I got about 5 yards of this denim at a shop hop during a quilt retreat in Phoenix a year and a half ago. I love the way these jeans came out. The fit is amazing and they are very comfortable. The fabric was so thick that I could not do belt loops and had to do a hand done buttonhole as it would not fit under that attachment of the machine. I do have enough fabric for a second pair which I will do with a few more modifications. The pockets will be deeper and I figured out a way to do belt loops with less bulk. These jeans have also shrunk about 1/2" with washing even though the fabric was prewashed, so I will wash it a couple more times before I cut them out.

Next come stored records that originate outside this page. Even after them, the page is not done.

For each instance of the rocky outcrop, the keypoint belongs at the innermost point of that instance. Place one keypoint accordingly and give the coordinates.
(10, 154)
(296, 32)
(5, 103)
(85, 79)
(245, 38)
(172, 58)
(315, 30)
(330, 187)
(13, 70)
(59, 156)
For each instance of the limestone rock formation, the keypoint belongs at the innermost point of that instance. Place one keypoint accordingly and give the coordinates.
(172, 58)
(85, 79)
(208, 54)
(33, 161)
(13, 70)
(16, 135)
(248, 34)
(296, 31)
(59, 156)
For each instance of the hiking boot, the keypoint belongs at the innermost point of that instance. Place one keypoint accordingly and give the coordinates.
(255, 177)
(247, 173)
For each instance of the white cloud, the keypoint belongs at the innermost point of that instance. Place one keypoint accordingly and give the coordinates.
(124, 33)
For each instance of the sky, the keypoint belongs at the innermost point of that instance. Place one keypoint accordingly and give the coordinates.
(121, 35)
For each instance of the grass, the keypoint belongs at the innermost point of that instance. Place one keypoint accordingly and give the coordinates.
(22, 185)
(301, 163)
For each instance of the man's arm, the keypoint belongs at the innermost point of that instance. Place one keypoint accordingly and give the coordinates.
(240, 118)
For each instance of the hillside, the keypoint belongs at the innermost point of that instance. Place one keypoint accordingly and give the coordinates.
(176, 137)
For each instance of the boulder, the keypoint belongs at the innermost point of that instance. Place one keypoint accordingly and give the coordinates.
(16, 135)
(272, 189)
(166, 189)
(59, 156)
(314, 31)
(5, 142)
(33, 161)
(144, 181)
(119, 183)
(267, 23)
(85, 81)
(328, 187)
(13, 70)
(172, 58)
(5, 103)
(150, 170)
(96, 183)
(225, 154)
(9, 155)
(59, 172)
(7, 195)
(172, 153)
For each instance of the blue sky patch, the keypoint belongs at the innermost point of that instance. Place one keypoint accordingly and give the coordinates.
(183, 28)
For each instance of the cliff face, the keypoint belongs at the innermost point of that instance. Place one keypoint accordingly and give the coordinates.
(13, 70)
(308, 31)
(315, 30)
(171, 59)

I found a nice lightweight twill in 100% cotton at JoAnn Fabrics for a black pair. With this version I made the pockets deeper and did belt loops. This is my favorite version. I have to wait to get out of quarantine to get my buttonhole foot for my sewing machine as it is up in Colorado and I am in New Mexico. Since I can belt these that is not really a problem for now. This fabric is much thinner so the buttonhole should not be a big deal. I used a medium grey topstitch tread for these and it is perfect for contrast but not in your face white.




Here is some detail of the pockets. This pair is 2" deeper than the mustard and jeans version. I self drafted these pockets. I have a pair of shorts that has a similar pocket and decided to try it. I do love the way it looks.

This last pair is my first wearable version of this pattern. These would only be better if the fabric were cotton instead of polyester. I had this fabric in my stash for years and I figured I had nothing to loose by using it for this pattern. This photo was taken at the airport in Denver when I was heading to Albuquerque last summer.

I highly recommend this pattern, especially if you take the extra time to do some fitting. There are lots of options on the pattern for different looks. I may even put back pockets on my next pair.